The trade volume between the two countries in 2014 was around $156 million, with Vietnam exporting over $105 million worth of goods to Tanzania. The main exports from Vietnam to Tanzania include cement clinker and rice. Tanzania is the second largest buyer of Vietnamese rice after Philippines.

In 2015, the trade volume between the two countries rose to $205 million with the rise in exports from Tanzania. Vietnam is the second largest buyer of Tanzanian cashew nuts and third largest buyer of its raw cotton.

=== Foreign direct investment ===
Halotel is currently the only Vietnamese firm operating in Tanzania with a $700 million initial investment. The state-owned firm promised to provide telecom services in rural areas and was granted an operating licence when president Kikwete made a state visit to Vietnam in 2014.
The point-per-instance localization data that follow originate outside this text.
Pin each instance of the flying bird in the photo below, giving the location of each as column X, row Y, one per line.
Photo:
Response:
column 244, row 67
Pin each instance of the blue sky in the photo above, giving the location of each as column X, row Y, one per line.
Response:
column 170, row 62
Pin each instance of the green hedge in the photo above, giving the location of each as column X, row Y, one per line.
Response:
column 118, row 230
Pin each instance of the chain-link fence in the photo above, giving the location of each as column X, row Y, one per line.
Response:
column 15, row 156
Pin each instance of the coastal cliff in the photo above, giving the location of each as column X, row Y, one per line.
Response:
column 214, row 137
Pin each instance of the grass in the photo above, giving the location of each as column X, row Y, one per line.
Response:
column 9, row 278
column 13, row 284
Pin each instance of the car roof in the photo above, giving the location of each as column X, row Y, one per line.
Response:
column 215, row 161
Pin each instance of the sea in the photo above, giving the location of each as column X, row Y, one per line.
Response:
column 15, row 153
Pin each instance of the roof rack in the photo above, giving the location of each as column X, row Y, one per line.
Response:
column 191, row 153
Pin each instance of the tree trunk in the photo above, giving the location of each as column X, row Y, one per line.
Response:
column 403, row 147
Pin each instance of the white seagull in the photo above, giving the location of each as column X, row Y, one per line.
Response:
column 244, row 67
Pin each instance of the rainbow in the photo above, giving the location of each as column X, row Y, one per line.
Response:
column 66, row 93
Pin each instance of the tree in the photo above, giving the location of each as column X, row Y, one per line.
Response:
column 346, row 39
Various Vietnamese businessmen accompanied president Trương Tấn Sang during his March 2016 visit to Tanzania, to examine the investment atmosphere in Tanzania. The investors examined the special export processing zones in Tanzania and expressed the hope to make Tanzania a gateway for Vietnamese products into East Africa.

== State Visits ==
- 12 October 2014 - President Jakaya Kikwete makes a two-day state visit to Hanoi. The president visits various industries and encourages Vietnamese investment in Tanzania. The president also grants a licence to Viettel Mobile to operate in Tanzania.
- 9 March 2016 - President Truong Tan Sang makes a three-day state visit to Tanzania and held bilateral talks with president John Magufuli. Various trade and investment agreements were signed.
== Resident diplomatic missions ==
- Tanzania is accredited to Vietnam from its embassy in Beijing, China.
- Vietnam has an embassy in Dar es Salaam.